Musk’s motives debated as Twitter shareholder trial nears end

Musk’s motives debated as Twitter shareholder trial nears end
Musk’s motives debated as Twitter shareholder trial nears end

By Abhirup Roy and Jonathan Stempel

SAN FRANCISCO, March 17 (Reuters) – A lawyer for former Twitter shareholders suing Elon Musk urged a federal jury on Tuesday to hold the world’s richest person liable for driving down Twitter’s stock price in 2022 by “attempts to withdraw from or renegotiate his $44 billion purchase of the social media platform.”

In his closing argument in federal court in San Francisco, attorney Mark Molumphy told jurors that Musk defrauded shareholders by publicly questioning on three occasions whether Twitter was overrun with fake accounts and spam, and perhaps had four or five times more than the 5% he disclosed.

Molumphy also said Musk was unfazed when he signed the April 2022 merger deal despite knowing by then that Twitter underestimated the number of fake accounts, known as bots.

“It destroyed the company. It destroyed the executives. And it destroyed the stock,” Molumphy said.

Elon Musk, center back, arrives at a Twitter shareholder trial in the U.S. District Court for the Northern District of California, Wednesday, March 4, 2026, in San Francisco. (AP Photo/Godofredo A. Vásquez) · ASSOCIATED PRESS

Musk’s lawyer, Michael Lifrak, responded in his closing statement that the billionaire had a “real” concern about bots and was focused on determining how serious the problem was, not how to save money.

“Two tweets and a podcast do not equal securities fraud,” Lifrak told the jury. The only thing the plaintiffs have argued, he said, is that if Musk had remained silent, the stock would not have fallen, but they have not shown any evidence of fraud.

“The only thing the plaintiffs have told him is that if Mr. Musk had not said anything, the shares would not have gone down. But they did not demonstrate fraud.”

The jury began its deliberations and was dismissed for the day without reaching a verdict. They are expected to resume deliberations on Wednesday, a judicial official said.

The jury will consider whether Musk’s three statements about bots were fraudulent and whether he planned to defraud Twitter shareholders by driving down the stock price. If the answer is no, Musk wins. If the answer is yes, jurors will consider possible damages.

Musk began questioning his Twitter purchase shortly after agreeing to it, posting on the social media platform that the transaction was “temporarily on hold” and that the percentage of bots could be 20% or more.

In a disputed statement, he tweeted on May 17, 2022 that the purchase “cannot continue” until Twitter’s CEO proves that the percentage of bots was less than 5%.

Twitter subsequently filed a lawsuit to force Musk to complete the acquisition, which he did in October 2022. Musk subsequently changed Twitter’s name to X. The platform is now part of his rocket and satellite company SpaceX.
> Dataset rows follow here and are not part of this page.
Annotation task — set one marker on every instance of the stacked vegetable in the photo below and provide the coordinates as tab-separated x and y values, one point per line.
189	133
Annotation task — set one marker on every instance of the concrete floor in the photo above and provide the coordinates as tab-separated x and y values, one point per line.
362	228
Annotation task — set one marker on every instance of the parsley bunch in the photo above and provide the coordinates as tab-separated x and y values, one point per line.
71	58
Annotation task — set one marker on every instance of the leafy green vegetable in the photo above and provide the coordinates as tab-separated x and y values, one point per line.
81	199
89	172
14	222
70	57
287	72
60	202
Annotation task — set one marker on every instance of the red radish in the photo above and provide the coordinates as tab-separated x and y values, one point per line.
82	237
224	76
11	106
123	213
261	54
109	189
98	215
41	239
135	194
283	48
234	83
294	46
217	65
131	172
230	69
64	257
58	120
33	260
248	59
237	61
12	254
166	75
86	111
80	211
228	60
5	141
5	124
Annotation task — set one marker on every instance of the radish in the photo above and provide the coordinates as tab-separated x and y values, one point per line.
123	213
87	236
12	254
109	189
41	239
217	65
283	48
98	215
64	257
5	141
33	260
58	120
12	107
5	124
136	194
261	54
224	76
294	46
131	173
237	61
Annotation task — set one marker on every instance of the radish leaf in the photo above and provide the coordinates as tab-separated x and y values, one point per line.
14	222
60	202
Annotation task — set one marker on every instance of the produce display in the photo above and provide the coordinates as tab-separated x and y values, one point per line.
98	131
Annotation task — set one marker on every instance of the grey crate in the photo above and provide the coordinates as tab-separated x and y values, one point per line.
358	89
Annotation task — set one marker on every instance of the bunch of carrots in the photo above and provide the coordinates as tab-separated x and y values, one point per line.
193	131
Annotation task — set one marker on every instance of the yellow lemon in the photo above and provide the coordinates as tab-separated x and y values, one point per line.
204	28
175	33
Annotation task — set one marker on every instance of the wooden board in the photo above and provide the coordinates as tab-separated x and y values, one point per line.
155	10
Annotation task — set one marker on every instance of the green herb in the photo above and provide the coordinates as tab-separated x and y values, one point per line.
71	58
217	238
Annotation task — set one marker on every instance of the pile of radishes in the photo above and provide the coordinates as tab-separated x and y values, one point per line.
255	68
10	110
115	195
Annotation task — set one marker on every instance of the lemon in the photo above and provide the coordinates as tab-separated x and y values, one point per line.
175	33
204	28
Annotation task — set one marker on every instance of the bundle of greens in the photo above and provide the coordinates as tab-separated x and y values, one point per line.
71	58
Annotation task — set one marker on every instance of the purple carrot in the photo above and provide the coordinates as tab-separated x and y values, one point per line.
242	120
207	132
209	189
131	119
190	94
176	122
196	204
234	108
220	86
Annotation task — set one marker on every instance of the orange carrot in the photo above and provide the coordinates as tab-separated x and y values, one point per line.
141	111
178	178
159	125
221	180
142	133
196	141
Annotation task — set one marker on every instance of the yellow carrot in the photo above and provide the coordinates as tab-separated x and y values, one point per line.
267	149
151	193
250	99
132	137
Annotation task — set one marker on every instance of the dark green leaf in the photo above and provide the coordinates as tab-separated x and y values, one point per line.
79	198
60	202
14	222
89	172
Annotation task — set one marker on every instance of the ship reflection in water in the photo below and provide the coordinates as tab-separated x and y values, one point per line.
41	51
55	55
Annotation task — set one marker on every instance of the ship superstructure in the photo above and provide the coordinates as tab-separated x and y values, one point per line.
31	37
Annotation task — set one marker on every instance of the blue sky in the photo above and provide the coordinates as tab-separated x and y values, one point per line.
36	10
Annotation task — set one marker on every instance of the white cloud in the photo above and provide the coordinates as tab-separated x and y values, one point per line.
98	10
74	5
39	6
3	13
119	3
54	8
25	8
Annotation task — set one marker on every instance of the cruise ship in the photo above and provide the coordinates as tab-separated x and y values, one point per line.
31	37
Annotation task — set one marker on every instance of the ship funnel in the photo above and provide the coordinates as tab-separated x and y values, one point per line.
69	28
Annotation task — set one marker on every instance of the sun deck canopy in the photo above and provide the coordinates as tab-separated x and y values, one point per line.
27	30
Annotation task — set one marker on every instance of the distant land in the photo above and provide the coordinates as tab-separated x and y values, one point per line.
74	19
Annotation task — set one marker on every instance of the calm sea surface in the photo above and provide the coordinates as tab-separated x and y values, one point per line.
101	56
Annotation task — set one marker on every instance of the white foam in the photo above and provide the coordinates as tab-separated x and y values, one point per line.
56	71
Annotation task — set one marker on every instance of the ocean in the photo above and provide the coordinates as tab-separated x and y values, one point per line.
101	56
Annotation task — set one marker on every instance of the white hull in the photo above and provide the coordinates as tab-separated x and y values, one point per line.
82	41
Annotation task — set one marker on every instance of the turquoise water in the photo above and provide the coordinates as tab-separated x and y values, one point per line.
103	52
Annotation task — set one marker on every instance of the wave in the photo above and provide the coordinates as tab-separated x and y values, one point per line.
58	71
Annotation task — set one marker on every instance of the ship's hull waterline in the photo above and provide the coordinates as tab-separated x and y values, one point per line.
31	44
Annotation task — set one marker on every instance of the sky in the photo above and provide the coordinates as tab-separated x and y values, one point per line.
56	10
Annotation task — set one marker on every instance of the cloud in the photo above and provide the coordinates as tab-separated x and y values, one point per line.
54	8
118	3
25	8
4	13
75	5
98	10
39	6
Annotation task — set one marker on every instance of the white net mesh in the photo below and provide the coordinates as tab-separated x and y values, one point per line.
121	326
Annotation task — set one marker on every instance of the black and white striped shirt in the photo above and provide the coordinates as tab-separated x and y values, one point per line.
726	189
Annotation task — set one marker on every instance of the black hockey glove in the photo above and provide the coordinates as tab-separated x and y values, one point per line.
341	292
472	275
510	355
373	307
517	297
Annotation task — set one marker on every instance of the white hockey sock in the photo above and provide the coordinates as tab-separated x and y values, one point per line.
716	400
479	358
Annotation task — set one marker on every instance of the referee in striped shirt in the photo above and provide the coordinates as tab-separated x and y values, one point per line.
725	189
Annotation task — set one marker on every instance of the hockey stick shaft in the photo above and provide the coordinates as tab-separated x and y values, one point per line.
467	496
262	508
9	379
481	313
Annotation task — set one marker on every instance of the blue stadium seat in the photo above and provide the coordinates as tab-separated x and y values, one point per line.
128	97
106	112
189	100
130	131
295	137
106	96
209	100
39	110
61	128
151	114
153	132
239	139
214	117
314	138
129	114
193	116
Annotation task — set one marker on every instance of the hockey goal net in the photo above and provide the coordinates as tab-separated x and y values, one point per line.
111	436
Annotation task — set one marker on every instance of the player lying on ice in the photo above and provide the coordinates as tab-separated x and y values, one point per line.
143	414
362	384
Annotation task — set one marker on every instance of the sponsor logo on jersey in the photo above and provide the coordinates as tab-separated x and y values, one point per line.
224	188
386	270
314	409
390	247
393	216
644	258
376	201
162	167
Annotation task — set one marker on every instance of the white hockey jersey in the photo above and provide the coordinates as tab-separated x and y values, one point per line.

MULTIPLE COURT BATTLES OVER MUSK

Musk has on multiple occasions chosen to fight shareholders in court rather than reach a settlement, including in a 2023 trial over his Tesla electric car company and litigation over his $139 billion pay package for Tesla.

He won both cases. Musk is also now in talks to resolve a civil lawsuit from the U.S. Securities and Exchange Commission that accuses him of violating federal law by waiting too long in 2022 to disclose his initial Twitter purchases so he could get more before investors catch on.

The current trial in San Francisco began on March 2. The lawsuit covers investors who sold Twitter shares between May 13 and October 4, 2022.

X is just a small part of Musk’s net worth, which Forbes magazine estimates at $836.4 billion.

SpaceX’s purchase last month of Musk’s artificial intelligence company xAI, which housed X, created the most valuable private company in the world, worth about $1.25 trillion at the time.

The combined company could sell shares in an initial public offering as early as June.